The way I found this was to use a Python IDE that has a proper debugger (I like PyCharm) and by setting a breakpoint on the line you indicated, inspecting the various variables before the error occurs. I recommend trying to solve these types of problems in a similar fashion, as it save a lot of time and spurious print statements.
math.pow (like all math functions) only works with scalars, that is single numbers (integer or float). The error says that one of the arguments, such as standard_deviation is a numpy array with more than one element, so it can't be converted to a scalar and passed to math.pow.
This occurs in your own code, so there's no difficulty in tracing those variables back to their source.
Either you unintentionally passed an array to this function, or you need to replace math.pow with np.pow (and np.exp) functions which do work with arrays.
You generate a numpy array when loading from the csv
data = numpy.loadtxt(data, delimiter=',')

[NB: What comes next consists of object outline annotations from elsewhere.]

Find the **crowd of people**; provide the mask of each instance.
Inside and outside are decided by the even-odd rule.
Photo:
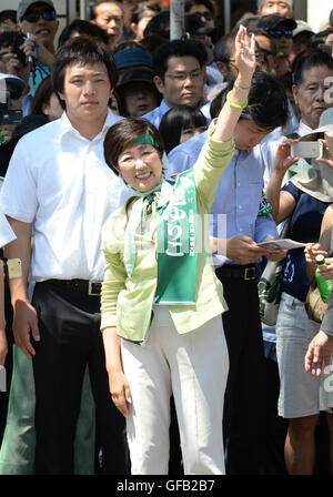
[[[332,474],[333,11],[91,3],[0,12],[0,475]]]

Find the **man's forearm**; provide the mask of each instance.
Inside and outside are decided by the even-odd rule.
[[[31,257],[31,224],[8,217],[17,239],[3,247],[7,258],[20,258],[22,276],[9,281],[12,306],[17,301],[28,301],[28,274]]]

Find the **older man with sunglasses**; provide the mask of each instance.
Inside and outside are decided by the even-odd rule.
[[[32,58],[42,67],[51,68],[56,53],[54,38],[59,28],[52,0],[21,0],[18,22],[22,34],[29,33],[21,45],[26,57]]]

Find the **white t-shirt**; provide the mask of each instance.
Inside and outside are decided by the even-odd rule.
[[[107,165],[103,140],[119,119],[109,111],[93,139],[72,128],[65,112],[23,136],[13,152],[2,186],[2,211],[32,223],[33,281],[102,281],[101,229],[130,196]]]
[[[0,248],[8,243],[16,240],[16,234],[10,227],[9,222],[6,219],[6,215],[3,215],[2,212],[0,212]]]

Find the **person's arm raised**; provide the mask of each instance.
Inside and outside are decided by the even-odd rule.
[[[228,142],[232,139],[242,110],[246,106],[252,75],[255,71],[255,40],[248,37],[246,28],[241,26],[235,38],[235,65],[239,74],[233,89],[228,94],[216,121],[212,139]]]

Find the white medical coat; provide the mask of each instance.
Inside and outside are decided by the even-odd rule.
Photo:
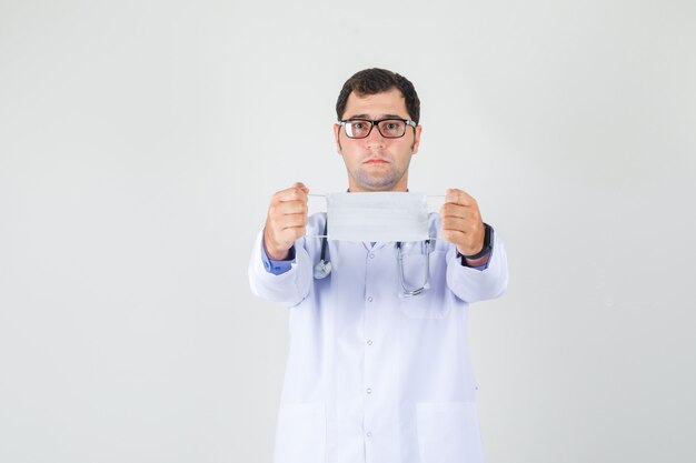
[[[309,218],[307,236],[326,214]],[[430,214],[430,235],[440,218]],[[465,268],[454,244],[431,244],[429,290],[400,296],[396,243],[328,242],[332,270],[316,280],[321,239],[296,242],[291,270],[262,261],[252,291],[289,308],[290,350],[276,434],[276,463],[480,463],[476,382],[467,350],[469,303],[500,295],[508,281],[494,234],[488,268]],[[424,281],[422,242],[402,245],[409,288]]]

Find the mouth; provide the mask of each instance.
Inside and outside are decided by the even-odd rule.
[[[370,158],[364,162],[364,164],[388,164],[389,161],[379,158]]]

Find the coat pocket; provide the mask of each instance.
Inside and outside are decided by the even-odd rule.
[[[276,463],[322,463],[326,414],[322,403],[285,403],[278,413]]]
[[[419,403],[418,446],[422,463],[483,463],[474,402]]]

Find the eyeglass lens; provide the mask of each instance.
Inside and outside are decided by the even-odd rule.
[[[364,139],[369,135],[372,124],[377,124],[377,130],[384,138],[397,139],[406,133],[406,122],[399,119],[385,119],[382,121],[352,120],[346,121],[346,134],[351,139]]]

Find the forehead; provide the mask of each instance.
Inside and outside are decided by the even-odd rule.
[[[367,115],[376,119],[385,114],[400,115],[402,118],[410,117],[406,109],[406,99],[398,89],[362,95],[350,92],[346,102],[344,119],[350,119],[356,115]]]

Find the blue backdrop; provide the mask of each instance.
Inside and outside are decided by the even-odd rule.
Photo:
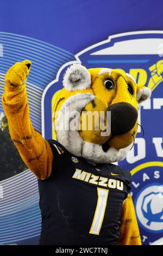
[[[8,69],[17,61],[31,60],[33,67],[27,84],[30,117],[34,127],[41,131],[41,98],[46,87],[42,104],[42,120],[47,118],[42,127],[46,138],[51,136],[47,102],[61,86],[65,68],[61,68],[57,81],[58,71],[68,62],[79,60],[87,68],[124,69],[135,76],[138,83],[145,82],[153,90],[151,100],[141,113],[145,136],[142,138],[139,131],[134,148],[118,164],[131,171],[132,194],[143,243],[148,245],[163,236],[163,78],[157,71],[157,63],[163,59],[163,34],[140,32],[163,30],[162,1],[1,0],[0,8],[0,96]],[[140,32],[111,36],[134,31]],[[152,41],[145,45],[147,39]],[[136,40],[143,42],[139,41],[137,46]],[[124,45],[129,40],[131,44],[126,50]],[[111,47],[109,53],[97,54],[97,51]],[[37,244],[41,217],[35,178],[28,170],[1,181],[1,187],[0,243]]]

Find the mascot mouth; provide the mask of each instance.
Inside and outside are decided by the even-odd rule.
[[[74,109],[81,112],[83,108],[89,102],[94,100],[95,97],[95,95],[89,93],[77,94],[69,97],[62,104],[57,118],[57,140],[71,154],[76,156],[84,157],[92,162],[111,163],[121,161],[125,158],[131,146],[116,149],[114,146],[112,147],[111,143],[111,140],[112,142],[112,139],[115,137],[115,135],[110,135],[108,139],[105,136],[104,138],[106,139],[105,142],[104,142],[104,139],[101,137],[101,141],[102,140],[102,141],[101,144],[99,144],[83,139],[77,129],[74,130],[71,129],[62,130],[60,129],[64,124],[70,124],[71,119],[68,115],[64,115],[65,113],[67,113],[67,107],[69,107],[70,112]],[[65,118],[63,118],[63,116]],[[78,124],[80,121],[80,115],[79,116],[77,120]],[[104,130],[101,131],[104,132]],[[98,134],[97,136],[99,135]],[[96,136],[97,137],[97,135]]]

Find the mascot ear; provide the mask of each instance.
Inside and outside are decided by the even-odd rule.
[[[149,98],[151,95],[151,90],[148,87],[137,86],[136,99],[139,104]]]
[[[63,84],[68,92],[84,90],[91,84],[91,75],[85,66],[74,64],[67,69],[64,76]]]

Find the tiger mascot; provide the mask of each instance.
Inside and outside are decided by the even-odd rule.
[[[8,71],[2,103],[11,138],[37,178],[40,245],[141,245],[130,173],[111,163],[131,148],[139,106],[151,92],[124,72],[73,64],[55,98],[57,140],[46,141],[30,120],[26,82],[30,67],[24,60]],[[73,112],[79,115],[71,126]],[[104,114],[96,115],[90,129],[85,117],[95,112]]]

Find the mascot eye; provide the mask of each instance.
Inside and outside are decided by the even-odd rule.
[[[129,93],[131,94],[131,95],[133,95],[134,94],[134,90],[133,87],[130,85],[129,83],[127,84],[127,89],[129,91]]]
[[[114,82],[111,80],[111,79],[106,79],[104,81],[104,84],[106,88],[109,90],[114,88]]]

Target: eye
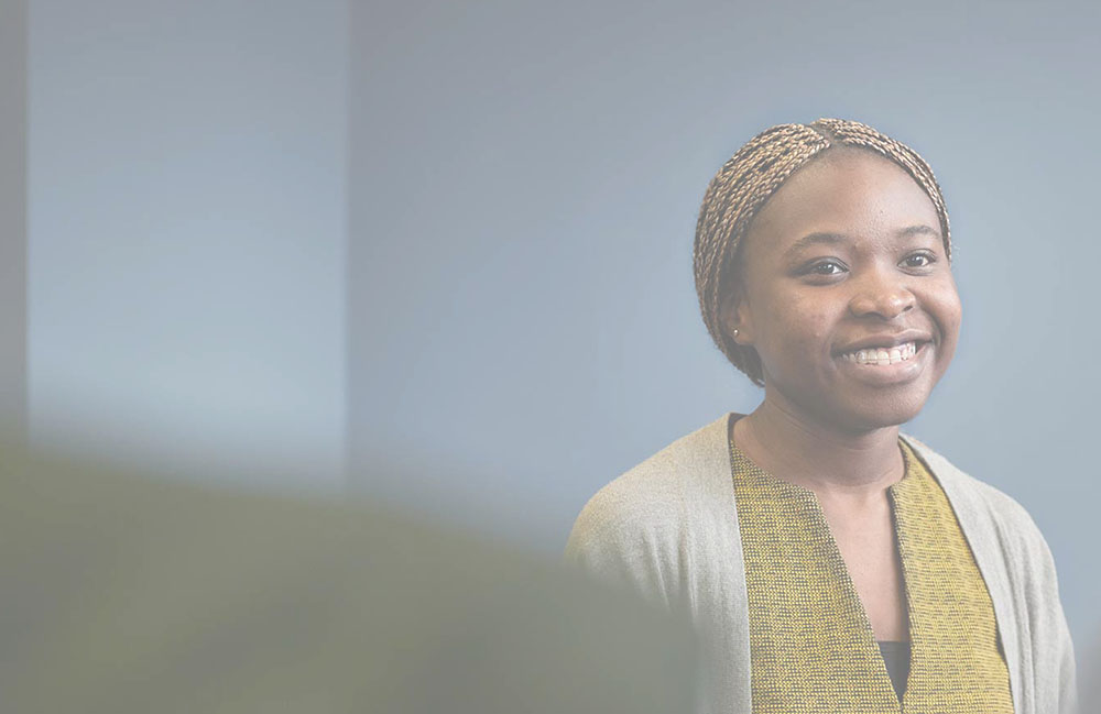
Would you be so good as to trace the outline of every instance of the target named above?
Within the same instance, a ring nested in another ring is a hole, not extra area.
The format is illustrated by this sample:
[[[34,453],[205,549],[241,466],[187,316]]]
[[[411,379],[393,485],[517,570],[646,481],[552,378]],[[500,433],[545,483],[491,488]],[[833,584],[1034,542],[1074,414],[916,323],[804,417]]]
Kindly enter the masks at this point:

# Loop through the data in the array
for index in range(len(data)):
# Utilize a try catch to try and convert to float, if it can't convert to float, converts to 0
try:
data[index] = [float(x) for x in data[index]]
except ValueError:
data[index] = 0
loadtxt returns an array, with float dtype (the default). All its elements will be floats - if it read something that wasn't valid float, it would have raised an error. Thus the loop isn't needed. And the loop looks too much like it was written for a list, not an array.
randomize_data shouldn't return anything. np.random.shuffle operates in-place on csv. That doesn't cause an error.